For a second year running, an attempt to impose onerous and restrictive scheduling regulations on California’s business owners came to a screeching halt in the state legislature.
Last Friday’s death of SB 878 (Leyva-D) in the hands of Senate Appropriations Committee Chair Ricardo Lara (D) and other level-headed Democrats was an important victory for the business community, displaying the merits of our often messy bicameral legislative system and the opportunities it affords political combatants to shape and influence policy outcomes.
Having been designed to promote compromise and provide plenty of procedural escape hatches, both bringing a bill into law and the act of killing a bill require nearly constant recalibration and the strategic placement of leverage. For each bill the CRA’s governmental affairs team fights, a public record of opposition is created. Letters of opposition are submitted to the bill’s author and testimony is given during committee hearings.
The act of making sausage is often used as a political metaphor for the policy process, and in the case of SB 878, the comparison is especially apt.
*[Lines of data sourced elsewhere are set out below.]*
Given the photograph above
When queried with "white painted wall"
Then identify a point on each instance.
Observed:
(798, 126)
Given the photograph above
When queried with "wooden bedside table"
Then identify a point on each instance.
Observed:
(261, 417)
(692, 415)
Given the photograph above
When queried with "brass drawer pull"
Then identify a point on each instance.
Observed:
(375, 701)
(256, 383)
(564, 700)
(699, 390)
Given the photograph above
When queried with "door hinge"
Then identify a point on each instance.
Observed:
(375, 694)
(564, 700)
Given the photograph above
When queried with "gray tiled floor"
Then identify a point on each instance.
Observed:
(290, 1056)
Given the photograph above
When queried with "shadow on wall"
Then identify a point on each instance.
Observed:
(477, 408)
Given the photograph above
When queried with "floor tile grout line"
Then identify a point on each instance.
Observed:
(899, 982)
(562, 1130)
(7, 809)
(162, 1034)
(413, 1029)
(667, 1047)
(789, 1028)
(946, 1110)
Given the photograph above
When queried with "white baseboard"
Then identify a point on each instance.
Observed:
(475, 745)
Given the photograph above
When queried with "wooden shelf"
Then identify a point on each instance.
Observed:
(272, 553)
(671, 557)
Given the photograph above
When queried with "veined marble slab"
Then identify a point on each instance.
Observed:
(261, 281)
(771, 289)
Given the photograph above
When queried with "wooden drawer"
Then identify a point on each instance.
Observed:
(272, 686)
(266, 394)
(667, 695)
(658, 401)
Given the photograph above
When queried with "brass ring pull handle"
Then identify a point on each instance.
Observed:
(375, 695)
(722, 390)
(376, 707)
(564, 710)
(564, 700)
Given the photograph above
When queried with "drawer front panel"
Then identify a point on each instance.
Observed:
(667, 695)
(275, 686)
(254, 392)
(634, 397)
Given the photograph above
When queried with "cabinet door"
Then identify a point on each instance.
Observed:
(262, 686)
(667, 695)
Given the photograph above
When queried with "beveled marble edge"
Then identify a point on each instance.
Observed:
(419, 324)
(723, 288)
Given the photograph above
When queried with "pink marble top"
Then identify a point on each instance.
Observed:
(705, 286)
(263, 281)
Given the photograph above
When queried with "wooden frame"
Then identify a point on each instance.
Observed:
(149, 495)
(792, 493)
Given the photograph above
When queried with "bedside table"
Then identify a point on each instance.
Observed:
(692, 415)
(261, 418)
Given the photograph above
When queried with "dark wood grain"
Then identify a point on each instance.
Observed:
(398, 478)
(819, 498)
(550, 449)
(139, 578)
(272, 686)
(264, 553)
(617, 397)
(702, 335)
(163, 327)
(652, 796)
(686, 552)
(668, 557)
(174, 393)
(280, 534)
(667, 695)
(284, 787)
There are many ways to kill a bill. Legislation can be gutted and amended to a point beyond recognition, fail through an up-and-down vote on the house floor or in committee, be held by author or legislative leader to never receive a vote at all, and as a last resort, a governor can veto legislation after it has been passed. These different pathways form a duality as each bill must overcome the same hurdles in the senate and assembly. (Learn more from our “How a bill becomes a law” infographic)
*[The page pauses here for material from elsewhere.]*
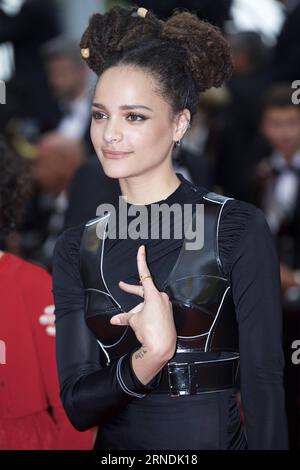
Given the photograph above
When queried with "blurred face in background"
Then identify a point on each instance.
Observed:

Bills with an impact on the state budget require additional approval from a fiscal committee. Because the restrictive scheduling bill would have cost the state an estimated $5.6 million to implement, SB 878 had been held in the Suspense File for further debate. Friday marked the deadline for legislation to move out of the Suspense File and to proceed to a floor vote, which the restrictive scheduling measure failed to do as the measure was shelved by Senator Lara and other members of the Senate Appropriations committee without casting a single vote.
While the political calculus behind pulling a bill can be complex, many policy arguments simply come down to leverage and the pressure applied by constituents with the potential to hurt a politician’s chances at re-election. With the help of many restaurant owners and other businesses who voiced their opposition to SB 878, the CRA and its allies in the grocer and retail industries doggedly battled this legislation at each stage of the bill’s lifecycle, resulting in the death of one of California’s most burdensome attempts to regulate business.
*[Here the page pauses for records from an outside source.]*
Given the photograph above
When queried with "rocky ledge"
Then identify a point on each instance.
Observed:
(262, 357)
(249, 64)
A bill can die, even if the issue lives on
After the bill was held on suspense, Senator Leyva promised to return to the issue in the future.
Making this issue even more likely to continue to be a major issue, the California Labor Federation has made restrictive scheduling a legislative priority.
The morning of last week’s crucial deadline their spokesman released a statement saying, “We will use every tool available to us to get the message out about why this bill is important for workers.”
One procedure for resurrecting an issue after it has been put to bed – like SB 878 – is known as the “gut and amend” process, whereby a piece of legislation on an entirely different topic is literally “gutted” and changed to have new content.
The final weeks of the legislative session leading up to its end (August 31) are notorious for the use of the gut and amend process. It is a time period where the legislature is on the floor of each house considering hundreds and hundreds of bills late into the night each night, presenting plenty of opportunity for mischief.
The CRA team of lobbyists is always present (often around the clock) and makes themselves known inside the Capitol during these times to work on the other bills of concern to the restaurant community, but also to watch for and react to these types of midnight specials.